The volume builds on Prof Shimazu’s major research interests in diplomatic relations in Asia – especially Japan – during the twentieth century, with a focus on the Cold War era. For example, one of Prof Shimazu’s ongoing research projects that has now spanned over a decade focuses on the Bandung Conference of 1955, a conference where Asian and African nations gathered to discuss peace and the role of the Third World in the Cold War. Her extensive work on this subject was also translated into a Historical Immersion module at Yale-NUS, titled The Bandung Conference of 1955.

Professor Shimazu’s work in this field has earned her many accolades. In 2019 she was elected leader of the Inter-Asia Engagements Research Cluster Leader at the Asia Research Institute, the National University of Singapore, in recognition of her expertise in the region.

Currently, she is also working on two more co-edited volumes on diplomacy in Asia during the twentieth century, which are eagerly anticipated.

In the area of art history, Associate Professor of Humanities (Art History, Russian and Slavic Studies) Maria Taroutina has been recognised for her expertise in this field. In 2019, she was awarded the University of Southern California Book Prize in Literary and Cultural Studies by the Association for Slavic, East European, and Eurasian Studies for the English publication of The Icon and the Square, which explored how the common interest in Russia’s Byzantine past between conservative and radical forces at the turn of the 20th century shaped Russian modernism.

Assoc Prof Taroutina’s upcoming publications include a Russian translation of her 2018 work The Icon and the Square: Russian Modernism and the Russo-Byzantine Revival, as well as a co-edited volume, Russian Orientalism in a Global Context: Hybridity, Encounter and Representation, 1740-1940, which will be released in June this year.

Assoc Prof Maria Taroutina and her upcoming volume Russian Orientalism in a Global Context: Hybridity, Encounter and Representation. Image provided by Assoc Prof Maria Taroutina.

Her co-edited volume, Russian Orientalism in a Global Context, examines the various ways in which Russia’s artistic praxis was impacted by encounters—both real and imagined—with the cultures from the East (or Vostok, in Russian). Assoc Prof Taroutina said, ““More specifically, Russian Orientalism in a Global Context interrogates how Russia’s perception of its position on the periphery of the West and its simultaneous self-consciousness as a colonial power shaped its artistic and cultural identity. It also explores the extent to which cultural practitioners participated in the discursive matrices that advanced Russia’s colonial machinery on the one hand and critiqued and challenged it on the other.”
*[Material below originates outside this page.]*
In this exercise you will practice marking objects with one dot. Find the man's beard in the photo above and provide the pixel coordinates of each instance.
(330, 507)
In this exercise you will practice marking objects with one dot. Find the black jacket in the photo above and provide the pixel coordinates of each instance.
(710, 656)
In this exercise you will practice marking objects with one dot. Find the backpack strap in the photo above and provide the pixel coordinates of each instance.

Recent global events such as the ongoing conflict in Ukraine has made access to Russian archival research difficult to access. Assoc Prof Taroutina was grateful for Yale-NUS College’s support in funding her travel and archival research for both publications.
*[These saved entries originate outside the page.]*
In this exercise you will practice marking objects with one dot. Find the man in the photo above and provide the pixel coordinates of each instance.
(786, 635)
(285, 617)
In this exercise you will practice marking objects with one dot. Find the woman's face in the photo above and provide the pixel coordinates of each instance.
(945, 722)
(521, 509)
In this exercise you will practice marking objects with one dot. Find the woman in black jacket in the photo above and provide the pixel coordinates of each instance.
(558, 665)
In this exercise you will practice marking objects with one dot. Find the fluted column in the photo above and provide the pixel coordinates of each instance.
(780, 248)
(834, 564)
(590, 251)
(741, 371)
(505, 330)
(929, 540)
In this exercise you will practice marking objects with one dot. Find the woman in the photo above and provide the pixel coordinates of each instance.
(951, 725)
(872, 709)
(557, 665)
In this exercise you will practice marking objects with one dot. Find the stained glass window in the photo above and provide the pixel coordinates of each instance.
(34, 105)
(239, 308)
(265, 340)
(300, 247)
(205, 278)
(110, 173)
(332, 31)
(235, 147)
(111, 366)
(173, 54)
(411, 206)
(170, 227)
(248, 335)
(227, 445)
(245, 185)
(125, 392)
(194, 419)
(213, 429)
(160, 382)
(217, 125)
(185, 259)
With publications ranging over a variety of genres, geographies and temporalities, these recent works by faculty from the Humanities Division represent a cross section of the expertise and interests of the teaching staff at Yale-NUS College. Notably, their unique approaches to discussing contemporary events using the lenses of fiction and academic writing is representative of the College’s ethos of combining a multitude of disciplines to understand global issues in a holistic manner.